How important is it to be aggressive if you want to be a successful racing sailor?
A sailing magazine that I picked up in Australia started me thinking about this whole question of the role of aggression and boldness in racing. There was an article in the mag about Ben Ainslie, surely one of the accomplished sailboat racers of his generation... and likely by the time he has finished (he's only 31) to rank as one of the greatest racers of all time.
The essence of the article was that Ben is so good because he is not afraid to be aggressive in tight situations. If the pin end of the start line is favored he will fight to win the pin. If approaching the windward mark close to the port tack layline he will not hesitate to tack under and close to starboard tackers to squeeze between them and the buoy. If the left side of the run is favored he will immediately gybe on to port after rounding the windward mark even in heavy traffic.

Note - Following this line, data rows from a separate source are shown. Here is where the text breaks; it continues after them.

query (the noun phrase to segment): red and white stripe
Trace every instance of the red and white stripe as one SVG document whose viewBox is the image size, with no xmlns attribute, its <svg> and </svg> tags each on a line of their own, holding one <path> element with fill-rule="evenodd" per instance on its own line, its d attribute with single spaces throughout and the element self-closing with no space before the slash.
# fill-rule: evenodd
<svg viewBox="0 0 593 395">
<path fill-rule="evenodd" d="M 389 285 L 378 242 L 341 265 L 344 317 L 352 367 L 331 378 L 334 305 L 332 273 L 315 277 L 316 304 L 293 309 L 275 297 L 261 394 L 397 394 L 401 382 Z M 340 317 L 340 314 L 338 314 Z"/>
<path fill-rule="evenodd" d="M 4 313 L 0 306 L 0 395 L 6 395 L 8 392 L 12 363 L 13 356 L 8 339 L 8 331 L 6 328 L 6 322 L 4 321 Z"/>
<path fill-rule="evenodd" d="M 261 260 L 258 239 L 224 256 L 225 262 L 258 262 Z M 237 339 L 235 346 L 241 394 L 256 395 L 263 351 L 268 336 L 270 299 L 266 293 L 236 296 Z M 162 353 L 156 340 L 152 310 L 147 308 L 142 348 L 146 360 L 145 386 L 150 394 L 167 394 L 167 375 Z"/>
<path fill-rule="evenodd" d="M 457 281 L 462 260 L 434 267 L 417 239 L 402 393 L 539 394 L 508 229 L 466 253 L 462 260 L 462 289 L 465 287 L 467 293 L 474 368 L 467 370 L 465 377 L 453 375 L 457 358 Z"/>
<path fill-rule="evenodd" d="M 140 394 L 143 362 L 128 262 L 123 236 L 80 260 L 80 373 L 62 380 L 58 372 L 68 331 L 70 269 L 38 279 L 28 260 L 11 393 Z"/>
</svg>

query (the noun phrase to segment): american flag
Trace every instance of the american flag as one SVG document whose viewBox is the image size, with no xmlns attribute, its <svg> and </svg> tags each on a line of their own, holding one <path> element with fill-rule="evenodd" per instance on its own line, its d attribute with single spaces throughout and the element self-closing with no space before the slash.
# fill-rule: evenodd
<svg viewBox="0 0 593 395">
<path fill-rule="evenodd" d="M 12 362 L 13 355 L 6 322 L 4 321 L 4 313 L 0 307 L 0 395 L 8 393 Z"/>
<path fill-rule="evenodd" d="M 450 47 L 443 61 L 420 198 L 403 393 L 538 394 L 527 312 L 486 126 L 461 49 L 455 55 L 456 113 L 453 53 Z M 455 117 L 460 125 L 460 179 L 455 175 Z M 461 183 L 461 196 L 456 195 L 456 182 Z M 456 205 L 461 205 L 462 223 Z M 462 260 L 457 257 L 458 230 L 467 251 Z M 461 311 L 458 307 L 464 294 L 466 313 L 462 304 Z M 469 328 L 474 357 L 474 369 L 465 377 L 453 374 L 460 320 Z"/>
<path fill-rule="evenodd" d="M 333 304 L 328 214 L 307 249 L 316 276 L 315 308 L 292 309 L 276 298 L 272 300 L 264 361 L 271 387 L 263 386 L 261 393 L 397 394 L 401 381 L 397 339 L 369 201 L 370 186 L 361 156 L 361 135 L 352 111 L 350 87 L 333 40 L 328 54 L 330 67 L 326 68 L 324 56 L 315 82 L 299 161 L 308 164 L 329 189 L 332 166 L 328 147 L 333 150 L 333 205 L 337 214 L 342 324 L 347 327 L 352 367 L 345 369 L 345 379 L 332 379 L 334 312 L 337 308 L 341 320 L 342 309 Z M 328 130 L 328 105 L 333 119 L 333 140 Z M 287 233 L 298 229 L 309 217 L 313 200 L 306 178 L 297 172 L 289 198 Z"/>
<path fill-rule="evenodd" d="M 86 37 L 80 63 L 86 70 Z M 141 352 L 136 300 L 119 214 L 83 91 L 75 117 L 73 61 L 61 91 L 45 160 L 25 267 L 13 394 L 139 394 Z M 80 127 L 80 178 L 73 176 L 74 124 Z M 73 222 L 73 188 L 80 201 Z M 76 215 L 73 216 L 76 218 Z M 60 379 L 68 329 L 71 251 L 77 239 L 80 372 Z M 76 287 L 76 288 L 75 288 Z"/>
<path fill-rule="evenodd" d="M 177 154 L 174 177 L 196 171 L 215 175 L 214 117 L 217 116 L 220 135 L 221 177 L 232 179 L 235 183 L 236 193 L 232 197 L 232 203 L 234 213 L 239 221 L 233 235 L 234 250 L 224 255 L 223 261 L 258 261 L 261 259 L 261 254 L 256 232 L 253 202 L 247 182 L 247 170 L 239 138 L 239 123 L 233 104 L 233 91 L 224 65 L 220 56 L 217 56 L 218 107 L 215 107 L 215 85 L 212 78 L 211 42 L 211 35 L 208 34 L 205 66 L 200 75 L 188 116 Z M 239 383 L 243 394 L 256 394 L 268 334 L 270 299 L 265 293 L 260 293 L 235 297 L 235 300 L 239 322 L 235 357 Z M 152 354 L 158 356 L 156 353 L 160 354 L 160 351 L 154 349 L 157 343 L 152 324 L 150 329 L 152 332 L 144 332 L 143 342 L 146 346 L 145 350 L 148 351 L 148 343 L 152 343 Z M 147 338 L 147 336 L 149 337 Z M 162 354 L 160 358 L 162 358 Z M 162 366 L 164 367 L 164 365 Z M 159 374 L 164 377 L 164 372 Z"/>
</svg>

Hmmm. I don't do those things. In fact most of the books I have read about sailing preach the exact opposite. Be conservative. Don't take big risks for small gains. Play the odds. If you like the left end of the start line, avoid the crowd at the pin and find a gap a bit further up the line. Don't jam your bow into a potential pile-up at the windward mark; instead duck a couple of starboard tackers and round in clear air above the mayhem of boats trying to luff around the buoy. Stay out of trouble. Sail clean.
I started wondering. What came first the chicken or the egg? Is Ben great because he goes for these risky, bold, aggressive moves? Or is he only able to pull off these moves because he has nerves of steel, superb boat-handling, razor-sharp reflexes, an uncanny ability to foresee developing multi-boat interactions... etc. etc.
More to the point, if an averagely talented mid-fleet sailor suddenly started to sail like Ben would their race results improve? Or would they be spending every evening of every regatta in the protest room? Speaking for myself, I suspect that if I changed my style tomorrow to always go for these daring maneuvers... win the pin in a tough fleet, approach a crowded windward mark on port tack and tack inside all the starboard tack boats... nine times out of ten I would screw up and end up doing 720's.
On the other hand, the top sailors do have the ability to succeed in these aggressive tactics. So how do the rest of us become more like them? Do we just do it? Start going for it every time, recognizing that we will make lots of mistakes (and maybe lots of enemies) at first, but over time we will develop the skills to be more successful? Or do we ease into it slowly by being bold when racing in small fleets in which we feel our abilities are as good or better than the opposition; and continue to sail a conservative game when playing against the big boys?
Just as an experiment I've been practicing the aggressive approach recently in SAILX (the tactical simulator formerly known as Tacticat). I'm not sure how true a simulation of real life it is in this respect but I'm coming to believe that trying to win the pin or tacking into the inside of a pack of starboard boats at the windward mark are not as high risk moves as I once thought. Even if you end up doing a 360 I figure you usually come out ahead of where you would have been by playing a more conservative game. (Did someone say Rule 31.2? Ah yes indeed. "If a boat has gained a significant advantage in the race or series by touching the mark she shall retire".)
So what do you think? How do you weigh up when to be daring and when to play it safe? How can a mid-fleet sailor develop a more aggressive style? What comes first... the mental attitude to be bold and daring, or the boat-handling skills to execute bold and daring moves? Chicken or egg?